Each of these routes are also wonderful for photographers (in cars or on bikes) looking for some good country shots in fall, summer or spring, or painters looking for the same thing. The roads are narrow, so if you do stop to shoot or paint, make sure you've picked a safe place and your car is completely off the road. Stay on the side of the road, though, and out of fields and farms. A few suggested routes:
See Canyon: Some 13 miles of narrow paved See Canyon Road wind back into a sunny, tree-lined canyon that is the buckle of the Avila apple belt. The first five miles or so offer a gradual steady climb from San Luis Bay Drive. But See Canyon Road does make a steep climb to the top of the coastal hills at the back of the canyon, becoming unpaved at the top and eventually linking up with the unpaved portion of Prefumo Canyon Road, which loops back down into San Luis Obispo.
A ride down See Canyon Road to the Lamb Cattle Company, about 5 or so miles back into the canyon, takes you past many of the valley's historic apple orchards. You can stop and buy cider and apples there in summer and fall if you're so inclined. Climbing roses spray over the orchard gates. Along See Canyon Road, oak, pine, sycamore and even redwood trees grow, along with lupine, poppies, blackberry vines, buttercups - and plenty of healthy poison oak. You may even spot a peacock strutting slowly along in the middle of the road - really.
Advantage: it's downhill coming back. Disadvantage: local cars on the road travel surprisingly fast; watch out for traffic.
It's a great family ride in a car, too, during apple season. Bring a camera for some country snapshots and money for some apples. You'll want them both.
Monte Road: There are two versions of this ride; one for normal people and one for spandex people. Normal (but definitely in-shape) people can take Avila Beach Drive all the way to Highway 101, and cross under to Monte Road on the east side. Monte Road runs downhill through fields and scattered houses to meet up with San Luis Bay Drive. You can catch San Luis Bay Drive and loop around, uphill over Highway 101 and then down a fantastic downhill ride back to Avila Beach Road and Avila Beach proper. Or you can cruise north, past San Luis Bay Drive up Monte Road past more apple orchards, enjoying the scenery before cruising back to cross the freeway on San Luis Bay Drive. This is a sunny farming and living area with no official rest stops, but it is pretty. Again, you're sharing the road with cars, not using a protected bike path, so plan for off-traffic hours.
Squire Canyon: For very, very fit people, or people in cars. Squire Canyon Road is on the east side of Highway 101, off Monte Road. After an initial climb, Squire Canyon Road wanders at the base of the canyon, along creeks and past old and new houses and green fields. It's gorgeous in the springtime when the poppies and lupine are blooming.

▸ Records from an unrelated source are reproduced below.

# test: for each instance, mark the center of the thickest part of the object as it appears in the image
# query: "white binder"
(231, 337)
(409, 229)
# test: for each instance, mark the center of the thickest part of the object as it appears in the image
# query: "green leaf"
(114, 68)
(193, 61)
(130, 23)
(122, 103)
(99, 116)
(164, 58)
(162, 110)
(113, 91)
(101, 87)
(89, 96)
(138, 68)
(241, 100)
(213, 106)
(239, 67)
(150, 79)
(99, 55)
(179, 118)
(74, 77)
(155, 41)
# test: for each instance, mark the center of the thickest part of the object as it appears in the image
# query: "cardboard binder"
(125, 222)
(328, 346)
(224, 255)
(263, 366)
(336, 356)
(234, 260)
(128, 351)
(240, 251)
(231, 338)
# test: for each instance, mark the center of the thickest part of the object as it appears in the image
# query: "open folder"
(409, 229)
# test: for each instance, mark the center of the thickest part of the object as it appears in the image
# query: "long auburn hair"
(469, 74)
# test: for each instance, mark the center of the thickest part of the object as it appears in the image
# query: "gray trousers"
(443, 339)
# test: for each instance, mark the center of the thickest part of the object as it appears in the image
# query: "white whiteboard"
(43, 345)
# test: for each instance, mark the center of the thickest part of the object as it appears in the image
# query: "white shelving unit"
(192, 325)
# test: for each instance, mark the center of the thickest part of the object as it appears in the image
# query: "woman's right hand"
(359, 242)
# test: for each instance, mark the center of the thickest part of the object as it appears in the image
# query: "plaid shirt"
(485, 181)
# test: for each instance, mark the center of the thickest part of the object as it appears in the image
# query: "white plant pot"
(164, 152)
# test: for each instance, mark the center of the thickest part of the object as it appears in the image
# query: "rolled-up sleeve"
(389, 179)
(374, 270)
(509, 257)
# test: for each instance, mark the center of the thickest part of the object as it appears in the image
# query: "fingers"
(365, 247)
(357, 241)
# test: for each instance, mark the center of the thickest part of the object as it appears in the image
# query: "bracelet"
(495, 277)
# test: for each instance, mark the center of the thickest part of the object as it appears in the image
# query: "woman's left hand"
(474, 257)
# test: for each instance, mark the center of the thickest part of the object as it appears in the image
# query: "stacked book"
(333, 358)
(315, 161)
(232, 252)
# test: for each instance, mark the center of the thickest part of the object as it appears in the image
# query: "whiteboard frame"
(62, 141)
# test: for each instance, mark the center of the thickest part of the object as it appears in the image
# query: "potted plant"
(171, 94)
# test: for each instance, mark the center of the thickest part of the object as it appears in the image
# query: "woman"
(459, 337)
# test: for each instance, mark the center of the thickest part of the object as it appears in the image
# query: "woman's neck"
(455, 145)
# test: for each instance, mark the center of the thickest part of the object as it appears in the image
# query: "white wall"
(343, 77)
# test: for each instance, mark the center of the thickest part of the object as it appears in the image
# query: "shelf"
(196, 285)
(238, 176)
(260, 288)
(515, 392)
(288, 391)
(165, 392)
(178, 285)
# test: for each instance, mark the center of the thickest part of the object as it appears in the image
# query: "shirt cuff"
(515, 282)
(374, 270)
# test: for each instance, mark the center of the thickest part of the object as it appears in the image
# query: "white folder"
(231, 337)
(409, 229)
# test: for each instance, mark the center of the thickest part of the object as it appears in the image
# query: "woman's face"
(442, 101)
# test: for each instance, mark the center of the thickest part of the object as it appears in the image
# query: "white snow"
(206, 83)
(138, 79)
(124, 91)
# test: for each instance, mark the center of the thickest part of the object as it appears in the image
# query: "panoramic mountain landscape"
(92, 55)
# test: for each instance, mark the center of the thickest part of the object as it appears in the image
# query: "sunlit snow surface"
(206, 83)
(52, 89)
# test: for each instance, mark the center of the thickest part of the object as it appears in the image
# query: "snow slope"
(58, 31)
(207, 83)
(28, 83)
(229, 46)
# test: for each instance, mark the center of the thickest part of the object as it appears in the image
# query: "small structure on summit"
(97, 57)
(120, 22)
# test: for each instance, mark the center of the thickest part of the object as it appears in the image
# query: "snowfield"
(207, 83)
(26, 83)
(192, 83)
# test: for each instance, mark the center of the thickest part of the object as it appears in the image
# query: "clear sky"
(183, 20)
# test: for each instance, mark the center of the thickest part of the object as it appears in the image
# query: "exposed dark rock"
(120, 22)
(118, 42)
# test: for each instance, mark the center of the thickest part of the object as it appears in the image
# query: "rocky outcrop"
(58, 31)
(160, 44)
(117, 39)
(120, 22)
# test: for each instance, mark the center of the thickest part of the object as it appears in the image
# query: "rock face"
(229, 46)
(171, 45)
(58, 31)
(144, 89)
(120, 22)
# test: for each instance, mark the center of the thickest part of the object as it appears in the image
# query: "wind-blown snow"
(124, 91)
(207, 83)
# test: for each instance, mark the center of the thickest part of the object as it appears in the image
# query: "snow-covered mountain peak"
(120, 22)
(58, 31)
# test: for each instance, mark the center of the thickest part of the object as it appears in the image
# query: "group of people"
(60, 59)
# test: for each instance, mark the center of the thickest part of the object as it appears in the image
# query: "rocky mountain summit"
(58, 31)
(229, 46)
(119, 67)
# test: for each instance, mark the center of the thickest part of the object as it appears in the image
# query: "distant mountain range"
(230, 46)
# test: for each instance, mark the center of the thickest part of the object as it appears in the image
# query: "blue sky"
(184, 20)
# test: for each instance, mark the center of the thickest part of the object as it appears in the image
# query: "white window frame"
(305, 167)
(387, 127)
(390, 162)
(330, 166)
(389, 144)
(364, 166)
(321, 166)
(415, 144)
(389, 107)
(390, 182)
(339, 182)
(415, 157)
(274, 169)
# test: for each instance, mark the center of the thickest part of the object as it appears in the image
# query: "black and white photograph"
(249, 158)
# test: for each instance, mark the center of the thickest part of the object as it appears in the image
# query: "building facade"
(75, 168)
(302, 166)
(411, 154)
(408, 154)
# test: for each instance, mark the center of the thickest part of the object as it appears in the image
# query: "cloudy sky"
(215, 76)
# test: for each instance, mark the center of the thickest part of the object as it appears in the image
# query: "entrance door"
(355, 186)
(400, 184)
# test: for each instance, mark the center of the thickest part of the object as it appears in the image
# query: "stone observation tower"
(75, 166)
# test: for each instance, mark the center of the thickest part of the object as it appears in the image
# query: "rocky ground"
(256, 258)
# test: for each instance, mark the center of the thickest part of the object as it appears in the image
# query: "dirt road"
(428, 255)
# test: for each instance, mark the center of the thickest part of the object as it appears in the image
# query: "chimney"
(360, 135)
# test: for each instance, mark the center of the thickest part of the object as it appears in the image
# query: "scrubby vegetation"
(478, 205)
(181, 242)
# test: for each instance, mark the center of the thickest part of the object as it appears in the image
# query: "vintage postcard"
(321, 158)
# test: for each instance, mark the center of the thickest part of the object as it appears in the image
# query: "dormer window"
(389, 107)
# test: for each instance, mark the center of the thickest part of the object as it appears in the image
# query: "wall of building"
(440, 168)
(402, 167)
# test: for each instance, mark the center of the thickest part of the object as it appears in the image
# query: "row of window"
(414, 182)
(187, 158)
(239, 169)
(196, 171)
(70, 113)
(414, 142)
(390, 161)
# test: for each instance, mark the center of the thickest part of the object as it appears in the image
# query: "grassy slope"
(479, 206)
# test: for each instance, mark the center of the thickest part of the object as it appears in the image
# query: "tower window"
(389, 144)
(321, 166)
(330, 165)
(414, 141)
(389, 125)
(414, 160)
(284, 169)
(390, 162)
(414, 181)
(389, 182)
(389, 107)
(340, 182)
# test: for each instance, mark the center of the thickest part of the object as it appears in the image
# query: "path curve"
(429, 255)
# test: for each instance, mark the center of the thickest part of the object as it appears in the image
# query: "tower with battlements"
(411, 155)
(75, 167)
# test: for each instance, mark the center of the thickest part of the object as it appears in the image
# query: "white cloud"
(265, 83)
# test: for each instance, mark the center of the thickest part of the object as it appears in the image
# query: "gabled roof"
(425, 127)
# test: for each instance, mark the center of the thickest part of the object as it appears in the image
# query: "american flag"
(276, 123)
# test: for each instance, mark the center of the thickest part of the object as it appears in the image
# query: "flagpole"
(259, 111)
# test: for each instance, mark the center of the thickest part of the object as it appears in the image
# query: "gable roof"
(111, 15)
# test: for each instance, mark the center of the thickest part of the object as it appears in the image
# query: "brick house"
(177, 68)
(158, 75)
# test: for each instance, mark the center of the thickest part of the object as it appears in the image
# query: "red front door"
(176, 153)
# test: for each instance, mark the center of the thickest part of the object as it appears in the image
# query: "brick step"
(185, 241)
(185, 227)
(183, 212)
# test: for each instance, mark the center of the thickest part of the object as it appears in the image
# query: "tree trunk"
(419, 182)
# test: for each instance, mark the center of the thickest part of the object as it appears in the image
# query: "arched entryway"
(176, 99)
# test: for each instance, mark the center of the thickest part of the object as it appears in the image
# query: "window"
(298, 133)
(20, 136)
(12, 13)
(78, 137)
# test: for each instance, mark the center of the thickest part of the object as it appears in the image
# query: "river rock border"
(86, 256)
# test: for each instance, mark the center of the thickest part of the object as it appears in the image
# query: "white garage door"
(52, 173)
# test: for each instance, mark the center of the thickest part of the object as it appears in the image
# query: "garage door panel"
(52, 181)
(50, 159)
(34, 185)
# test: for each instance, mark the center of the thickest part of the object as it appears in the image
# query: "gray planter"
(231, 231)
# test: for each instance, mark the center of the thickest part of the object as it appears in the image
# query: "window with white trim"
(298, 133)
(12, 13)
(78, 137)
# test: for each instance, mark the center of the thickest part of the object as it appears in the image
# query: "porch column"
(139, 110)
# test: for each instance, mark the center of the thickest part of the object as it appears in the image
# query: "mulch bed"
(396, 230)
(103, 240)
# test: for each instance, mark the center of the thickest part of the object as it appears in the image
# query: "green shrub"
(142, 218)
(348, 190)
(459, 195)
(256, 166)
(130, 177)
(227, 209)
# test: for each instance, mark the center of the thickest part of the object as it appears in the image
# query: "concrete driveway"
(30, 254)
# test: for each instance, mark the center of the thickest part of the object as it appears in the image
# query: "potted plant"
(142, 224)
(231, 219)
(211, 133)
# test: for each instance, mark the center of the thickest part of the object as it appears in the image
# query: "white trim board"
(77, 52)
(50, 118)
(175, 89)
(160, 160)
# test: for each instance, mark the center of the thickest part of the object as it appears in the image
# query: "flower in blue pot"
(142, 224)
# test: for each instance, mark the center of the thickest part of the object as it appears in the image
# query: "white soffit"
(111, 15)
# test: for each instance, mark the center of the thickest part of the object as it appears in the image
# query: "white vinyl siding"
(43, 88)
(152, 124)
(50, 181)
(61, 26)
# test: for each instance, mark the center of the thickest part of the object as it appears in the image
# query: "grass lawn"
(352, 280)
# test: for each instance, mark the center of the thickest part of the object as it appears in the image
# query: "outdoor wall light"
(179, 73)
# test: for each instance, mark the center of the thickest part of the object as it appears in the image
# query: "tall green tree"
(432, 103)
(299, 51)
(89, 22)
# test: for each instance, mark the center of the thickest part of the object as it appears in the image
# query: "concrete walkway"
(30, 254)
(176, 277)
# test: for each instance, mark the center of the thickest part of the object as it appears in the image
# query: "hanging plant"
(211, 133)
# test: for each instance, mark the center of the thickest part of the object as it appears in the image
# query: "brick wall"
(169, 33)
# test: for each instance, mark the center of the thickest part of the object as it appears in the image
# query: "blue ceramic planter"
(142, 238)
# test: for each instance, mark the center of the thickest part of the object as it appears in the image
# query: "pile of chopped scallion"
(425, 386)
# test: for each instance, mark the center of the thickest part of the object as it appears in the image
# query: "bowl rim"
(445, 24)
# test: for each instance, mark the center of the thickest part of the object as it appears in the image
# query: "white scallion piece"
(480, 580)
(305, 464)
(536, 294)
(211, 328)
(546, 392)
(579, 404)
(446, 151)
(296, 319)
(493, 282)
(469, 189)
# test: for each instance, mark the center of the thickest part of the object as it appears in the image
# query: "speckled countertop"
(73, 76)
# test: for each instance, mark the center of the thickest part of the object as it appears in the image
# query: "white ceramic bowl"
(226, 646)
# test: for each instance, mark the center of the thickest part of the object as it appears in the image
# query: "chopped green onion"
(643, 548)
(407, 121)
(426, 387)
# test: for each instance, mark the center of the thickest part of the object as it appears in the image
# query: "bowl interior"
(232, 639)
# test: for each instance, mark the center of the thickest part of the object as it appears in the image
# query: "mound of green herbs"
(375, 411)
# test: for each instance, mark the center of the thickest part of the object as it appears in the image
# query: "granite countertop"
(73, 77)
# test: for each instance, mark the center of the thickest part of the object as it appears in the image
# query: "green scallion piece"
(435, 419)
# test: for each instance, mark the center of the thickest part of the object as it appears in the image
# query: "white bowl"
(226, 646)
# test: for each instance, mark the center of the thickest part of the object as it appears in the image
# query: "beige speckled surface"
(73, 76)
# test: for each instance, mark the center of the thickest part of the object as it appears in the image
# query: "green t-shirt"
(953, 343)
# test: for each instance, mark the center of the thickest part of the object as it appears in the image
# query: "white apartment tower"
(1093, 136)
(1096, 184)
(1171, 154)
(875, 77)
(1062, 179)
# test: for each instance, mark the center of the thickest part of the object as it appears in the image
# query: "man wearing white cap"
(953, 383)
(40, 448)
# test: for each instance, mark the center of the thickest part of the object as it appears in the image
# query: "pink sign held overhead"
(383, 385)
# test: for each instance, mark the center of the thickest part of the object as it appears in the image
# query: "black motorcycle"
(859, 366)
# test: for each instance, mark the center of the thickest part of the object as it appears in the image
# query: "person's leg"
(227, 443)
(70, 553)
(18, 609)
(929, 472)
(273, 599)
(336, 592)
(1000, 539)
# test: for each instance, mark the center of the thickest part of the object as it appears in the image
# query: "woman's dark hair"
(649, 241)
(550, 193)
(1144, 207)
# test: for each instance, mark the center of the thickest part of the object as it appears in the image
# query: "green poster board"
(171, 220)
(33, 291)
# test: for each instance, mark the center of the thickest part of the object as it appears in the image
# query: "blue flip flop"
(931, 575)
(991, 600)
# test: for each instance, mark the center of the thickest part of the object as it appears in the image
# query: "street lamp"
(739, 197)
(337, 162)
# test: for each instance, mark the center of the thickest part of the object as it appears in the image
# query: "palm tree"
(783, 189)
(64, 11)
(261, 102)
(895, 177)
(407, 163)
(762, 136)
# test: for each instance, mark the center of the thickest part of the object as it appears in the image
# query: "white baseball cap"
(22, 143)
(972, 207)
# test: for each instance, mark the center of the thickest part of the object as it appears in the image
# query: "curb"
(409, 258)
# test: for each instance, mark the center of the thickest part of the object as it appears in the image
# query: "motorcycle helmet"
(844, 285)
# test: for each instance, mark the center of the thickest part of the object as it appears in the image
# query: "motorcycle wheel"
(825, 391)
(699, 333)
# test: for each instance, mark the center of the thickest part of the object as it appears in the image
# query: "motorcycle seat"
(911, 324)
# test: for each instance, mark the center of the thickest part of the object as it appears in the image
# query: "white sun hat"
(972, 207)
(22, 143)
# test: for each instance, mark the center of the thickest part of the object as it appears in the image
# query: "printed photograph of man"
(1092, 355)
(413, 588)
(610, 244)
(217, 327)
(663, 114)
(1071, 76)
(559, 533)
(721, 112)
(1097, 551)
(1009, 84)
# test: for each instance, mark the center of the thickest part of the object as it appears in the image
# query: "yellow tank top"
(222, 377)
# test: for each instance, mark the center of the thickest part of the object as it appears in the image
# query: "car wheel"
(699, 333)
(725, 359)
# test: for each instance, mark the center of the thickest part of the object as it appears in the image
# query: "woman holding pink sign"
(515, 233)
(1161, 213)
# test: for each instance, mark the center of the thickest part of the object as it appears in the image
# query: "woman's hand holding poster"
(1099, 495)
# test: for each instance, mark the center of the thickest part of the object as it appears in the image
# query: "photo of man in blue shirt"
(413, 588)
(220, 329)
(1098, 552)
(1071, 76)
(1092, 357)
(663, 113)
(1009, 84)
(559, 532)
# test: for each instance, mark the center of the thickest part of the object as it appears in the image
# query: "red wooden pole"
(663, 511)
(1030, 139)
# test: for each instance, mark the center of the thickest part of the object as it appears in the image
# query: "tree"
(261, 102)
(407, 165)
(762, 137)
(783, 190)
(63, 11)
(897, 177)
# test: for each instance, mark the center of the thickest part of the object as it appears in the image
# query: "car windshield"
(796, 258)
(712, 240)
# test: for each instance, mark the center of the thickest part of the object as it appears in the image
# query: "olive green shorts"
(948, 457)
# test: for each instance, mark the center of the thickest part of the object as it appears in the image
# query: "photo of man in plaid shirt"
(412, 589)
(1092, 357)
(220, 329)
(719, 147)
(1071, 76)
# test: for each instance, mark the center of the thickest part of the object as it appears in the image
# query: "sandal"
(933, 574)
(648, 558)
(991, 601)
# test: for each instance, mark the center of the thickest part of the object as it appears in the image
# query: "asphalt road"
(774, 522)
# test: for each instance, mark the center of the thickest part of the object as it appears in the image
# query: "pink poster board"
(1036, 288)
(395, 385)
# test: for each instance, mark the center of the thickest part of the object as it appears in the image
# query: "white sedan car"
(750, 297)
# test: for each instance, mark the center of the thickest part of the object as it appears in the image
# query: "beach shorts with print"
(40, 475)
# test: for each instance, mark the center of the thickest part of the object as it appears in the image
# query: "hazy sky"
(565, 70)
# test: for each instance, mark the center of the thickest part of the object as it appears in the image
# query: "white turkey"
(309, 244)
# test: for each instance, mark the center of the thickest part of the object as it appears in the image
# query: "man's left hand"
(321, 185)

But then the road takes a punishing climb uphill. Choose to turn onto narrow, steep treacherously winding Indian Knob Road only if you really want to be a masochist; it's not really a bike ride road. Neither Squire Canyon or Indian Knob roads has a bike path and local traffic can travel fast, so plan for off-traffic (during school and "work") hours for the safest ride.
Once you're done, you can head back to the Inn at Avila Beach, reward your muscles by soaking in an in-room jacuzzi tub, iced tea in hand, while gazing out over the bay. It makes for a very pleasant end to any ride.